Emir Kusturica sigue a lo suyo. Diluida la polémica suscitada por Underground , película injustamente considerada proserbia en plena guerra de los Balcanes, el director nacido en Sarajevo regresa al conflicto que bañó en sangre la antigua Yugoslavia. Lo hace a su modo, sin cambiar sus signos vitales: tragicomedia, onirismo, música zíngara, idealismo, esperanza y crueldad.

Sólo de este modo, desde la óptica de un cineasta que ha radiografiado las contradicciones salvajes de su país sin perder de vista el sentido del humor, ciertamente negro, puede entenderse un filme como La vida es un milagro .

De ahí la convivencia de secuencias dramáticas, como el intercambio de prisioneros, el acoso a los musulmanes o la presencia de los francotiradores en cualquier parte, y de momentos esperpénticos como aquel en que uno de los líderes serbios sufre el impacto de un obús mientras se masturba hablando con un teléfono erótico alemán.

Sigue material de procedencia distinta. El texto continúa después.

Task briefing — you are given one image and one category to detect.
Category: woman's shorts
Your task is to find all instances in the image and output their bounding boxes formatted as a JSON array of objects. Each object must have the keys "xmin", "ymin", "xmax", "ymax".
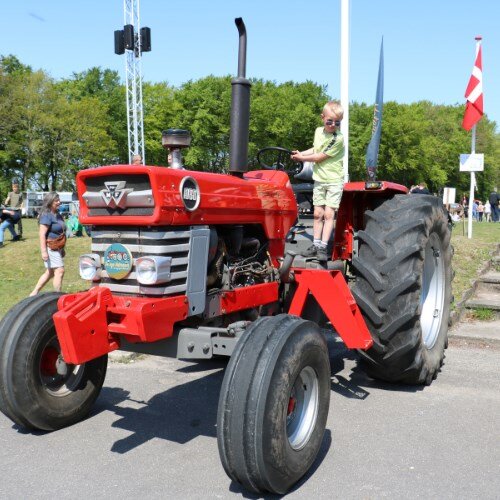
[
  {"xmin": 312, "ymin": 181, "xmax": 343, "ymax": 208},
  {"xmin": 44, "ymin": 248, "xmax": 64, "ymax": 269}
]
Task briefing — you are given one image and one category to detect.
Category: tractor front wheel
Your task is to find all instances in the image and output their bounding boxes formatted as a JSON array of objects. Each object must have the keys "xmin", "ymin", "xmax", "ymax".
[
  {"xmin": 0, "ymin": 294, "xmax": 108, "ymax": 431},
  {"xmin": 217, "ymin": 314, "xmax": 330, "ymax": 495}
]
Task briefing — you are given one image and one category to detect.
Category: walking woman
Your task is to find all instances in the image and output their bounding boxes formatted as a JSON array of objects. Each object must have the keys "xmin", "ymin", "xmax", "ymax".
[{"xmin": 30, "ymin": 192, "xmax": 66, "ymax": 296}]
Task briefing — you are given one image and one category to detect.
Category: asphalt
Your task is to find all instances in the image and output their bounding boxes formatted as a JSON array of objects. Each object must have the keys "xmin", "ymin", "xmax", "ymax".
[
  {"xmin": 2, "ymin": 246, "xmax": 499, "ymax": 498},
  {"xmin": 1, "ymin": 337, "xmax": 499, "ymax": 499}
]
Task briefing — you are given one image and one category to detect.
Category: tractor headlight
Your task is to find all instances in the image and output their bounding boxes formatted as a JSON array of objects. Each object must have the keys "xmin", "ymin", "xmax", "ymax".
[
  {"xmin": 79, "ymin": 254, "xmax": 101, "ymax": 281},
  {"xmin": 136, "ymin": 256, "xmax": 172, "ymax": 285}
]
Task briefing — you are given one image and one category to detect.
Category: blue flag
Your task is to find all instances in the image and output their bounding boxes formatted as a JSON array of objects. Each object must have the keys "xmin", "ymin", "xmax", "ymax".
[{"xmin": 366, "ymin": 38, "xmax": 384, "ymax": 180}]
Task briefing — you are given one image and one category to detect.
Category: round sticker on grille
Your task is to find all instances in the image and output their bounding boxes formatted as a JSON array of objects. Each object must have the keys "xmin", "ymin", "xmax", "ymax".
[
  {"xmin": 104, "ymin": 243, "xmax": 133, "ymax": 280},
  {"xmin": 180, "ymin": 176, "xmax": 200, "ymax": 211}
]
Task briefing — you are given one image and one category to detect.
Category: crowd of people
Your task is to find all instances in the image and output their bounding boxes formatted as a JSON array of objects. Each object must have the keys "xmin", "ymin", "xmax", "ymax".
[{"xmin": 458, "ymin": 189, "xmax": 500, "ymax": 223}]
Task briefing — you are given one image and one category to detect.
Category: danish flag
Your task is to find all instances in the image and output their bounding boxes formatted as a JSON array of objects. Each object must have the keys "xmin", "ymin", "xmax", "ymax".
[{"xmin": 462, "ymin": 39, "xmax": 483, "ymax": 131}]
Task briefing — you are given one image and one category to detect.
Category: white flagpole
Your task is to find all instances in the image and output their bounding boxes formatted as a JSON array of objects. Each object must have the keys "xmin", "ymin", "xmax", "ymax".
[
  {"xmin": 467, "ymin": 125, "xmax": 475, "ymax": 239},
  {"xmin": 340, "ymin": 0, "xmax": 349, "ymax": 183},
  {"xmin": 467, "ymin": 36, "xmax": 482, "ymax": 239}
]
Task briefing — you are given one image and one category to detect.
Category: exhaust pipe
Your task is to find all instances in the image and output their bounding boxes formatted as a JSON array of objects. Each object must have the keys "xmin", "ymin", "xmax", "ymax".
[{"xmin": 229, "ymin": 17, "xmax": 251, "ymax": 176}]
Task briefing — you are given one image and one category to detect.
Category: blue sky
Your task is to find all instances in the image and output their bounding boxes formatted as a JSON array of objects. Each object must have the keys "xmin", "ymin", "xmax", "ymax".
[{"xmin": 2, "ymin": 0, "xmax": 499, "ymax": 129}]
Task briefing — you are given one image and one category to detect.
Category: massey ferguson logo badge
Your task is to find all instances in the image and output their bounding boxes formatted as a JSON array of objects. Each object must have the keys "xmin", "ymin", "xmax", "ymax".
[
  {"xmin": 180, "ymin": 177, "xmax": 200, "ymax": 211},
  {"xmin": 100, "ymin": 181, "xmax": 133, "ymax": 209}
]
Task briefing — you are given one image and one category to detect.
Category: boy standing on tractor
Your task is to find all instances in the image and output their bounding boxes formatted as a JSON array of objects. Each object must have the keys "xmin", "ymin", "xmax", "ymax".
[{"xmin": 291, "ymin": 101, "xmax": 345, "ymax": 261}]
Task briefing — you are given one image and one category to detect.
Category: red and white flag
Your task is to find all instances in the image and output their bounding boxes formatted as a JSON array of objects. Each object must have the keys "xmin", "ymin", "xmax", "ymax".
[{"xmin": 462, "ymin": 41, "xmax": 483, "ymax": 131}]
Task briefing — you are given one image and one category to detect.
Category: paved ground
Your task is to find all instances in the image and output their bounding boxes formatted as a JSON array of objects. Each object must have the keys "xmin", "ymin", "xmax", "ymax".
[{"xmin": 1, "ymin": 336, "xmax": 499, "ymax": 499}]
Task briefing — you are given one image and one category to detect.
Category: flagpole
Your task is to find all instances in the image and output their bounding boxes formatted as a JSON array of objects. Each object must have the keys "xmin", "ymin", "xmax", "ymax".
[
  {"xmin": 467, "ymin": 125, "xmax": 475, "ymax": 238},
  {"xmin": 340, "ymin": 0, "xmax": 349, "ymax": 183},
  {"xmin": 467, "ymin": 35, "xmax": 482, "ymax": 239}
]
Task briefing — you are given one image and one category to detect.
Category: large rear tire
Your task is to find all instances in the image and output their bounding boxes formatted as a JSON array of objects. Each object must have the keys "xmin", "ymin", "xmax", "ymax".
[
  {"xmin": 0, "ymin": 293, "xmax": 108, "ymax": 431},
  {"xmin": 351, "ymin": 194, "xmax": 452, "ymax": 385},
  {"xmin": 217, "ymin": 314, "xmax": 330, "ymax": 495}
]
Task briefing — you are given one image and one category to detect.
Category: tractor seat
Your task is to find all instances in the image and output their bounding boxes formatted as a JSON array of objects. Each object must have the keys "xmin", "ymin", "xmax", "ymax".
[
  {"xmin": 292, "ymin": 184, "xmax": 314, "ymax": 215},
  {"xmin": 294, "ymin": 161, "xmax": 314, "ymax": 182}
]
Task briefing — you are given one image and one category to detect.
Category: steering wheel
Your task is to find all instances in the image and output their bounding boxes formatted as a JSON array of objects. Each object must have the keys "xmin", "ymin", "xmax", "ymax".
[{"xmin": 256, "ymin": 147, "xmax": 303, "ymax": 176}]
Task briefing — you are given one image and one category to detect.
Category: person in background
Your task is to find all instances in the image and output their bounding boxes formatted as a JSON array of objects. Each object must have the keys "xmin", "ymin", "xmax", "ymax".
[
  {"xmin": 477, "ymin": 201, "xmax": 484, "ymax": 222},
  {"xmin": 489, "ymin": 188, "xmax": 500, "ymax": 222},
  {"xmin": 291, "ymin": 100, "xmax": 345, "ymax": 261},
  {"xmin": 0, "ymin": 179, "xmax": 23, "ymax": 247},
  {"xmin": 30, "ymin": 192, "xmax": 66, "ymax": 295},
  {"xmin": 132, "ymin": 154, "xmax": 143, "ymax": 165},
  {"xmin": 484, "ymin": 200, "xmax": 491, "ymax": 223},
  {"xmin": 410, "ymin": 182, "xmax": 431, "ymax": 195},
  {"xmin": 4, "ymin": 178, "xmax": 23, "ymax": 237},
  {"xmin": 461, "ymin": 195, "xmax": 468, "ymax": 216},
  {"xmin": 0, "ymin": 207, "xmax": 20, "ymax": 247},
  {"xmin": 472, "ymin": 199, "xmax": 478, "ymax": 221}
]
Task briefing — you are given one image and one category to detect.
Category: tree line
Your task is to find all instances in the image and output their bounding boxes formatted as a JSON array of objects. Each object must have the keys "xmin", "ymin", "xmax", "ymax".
[{"xmin": 1, "ymin": 55, "xmax": 498, "ymax": 202}]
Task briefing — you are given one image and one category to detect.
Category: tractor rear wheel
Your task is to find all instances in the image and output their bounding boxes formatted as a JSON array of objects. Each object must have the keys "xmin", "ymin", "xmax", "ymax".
[
  {"xmin": 351, "ymin": 194, "xmax": 452, "ymax": 385},
  {"xmin": 217, "ymin": 314, "xmax": 330, "ymax": 495},
  {"xmin": 0, "ymin": 293, "xmax": 108, "ymax": 431}
]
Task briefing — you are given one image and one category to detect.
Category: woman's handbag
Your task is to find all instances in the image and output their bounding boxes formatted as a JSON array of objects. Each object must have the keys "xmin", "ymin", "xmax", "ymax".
[{"xmin": 46, "ymin": 233, "xmax": 66, "ymax": 251}]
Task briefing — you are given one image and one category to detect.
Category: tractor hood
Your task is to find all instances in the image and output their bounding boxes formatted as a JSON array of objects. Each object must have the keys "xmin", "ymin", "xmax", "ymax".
[{"xmin": 77, "ymin": 165, "xmax": 298, "ymax": 241}]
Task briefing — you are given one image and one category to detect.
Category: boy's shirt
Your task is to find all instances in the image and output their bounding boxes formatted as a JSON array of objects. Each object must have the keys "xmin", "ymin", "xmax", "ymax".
[{"xmin": 312, "ymin": 127, "xmax": 345, "ymax": 184}]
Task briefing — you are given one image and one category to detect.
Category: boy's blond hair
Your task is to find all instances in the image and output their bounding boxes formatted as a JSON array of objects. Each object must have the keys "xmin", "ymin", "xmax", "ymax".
[{"xmin": 323, "ymin": 101, "xmax": 344, "ymax": 120}]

Todos los personajes de la película pertenecen a la fisonomía ya habitual del cine de Kusturica. Son figuras alejadas del mundo racional, de sus miserias, supervivientes que buscan su edén particular a través del amor o, simplemente, han decidido perder la cordura para no tener que entender lo que ocurre a su alrededor: un idealista ingeniero ferroviario para quien la guerra parece no existir, una cantante de ópera mentalmente extraviada, un jugador de fútbol que sueña con fichar por el Partizán de Belgrado mientras juega a ser Guillermo Tell con una pistola en vez de una ballesta o, en el terreno de la fauna del lugar, un asno aquejado de mal de amores que quiere suicidarse cruzando las vías cuando pasa el tren. La vida es un milagro conserva la misma musicalidad y sentido del espectáculo que Underground , pero es menos pesimista. La guerra ha concluido, aunque el último filme de Kusturica no deja de ser una señal de alerta: en cualquier momento puede rebrotar.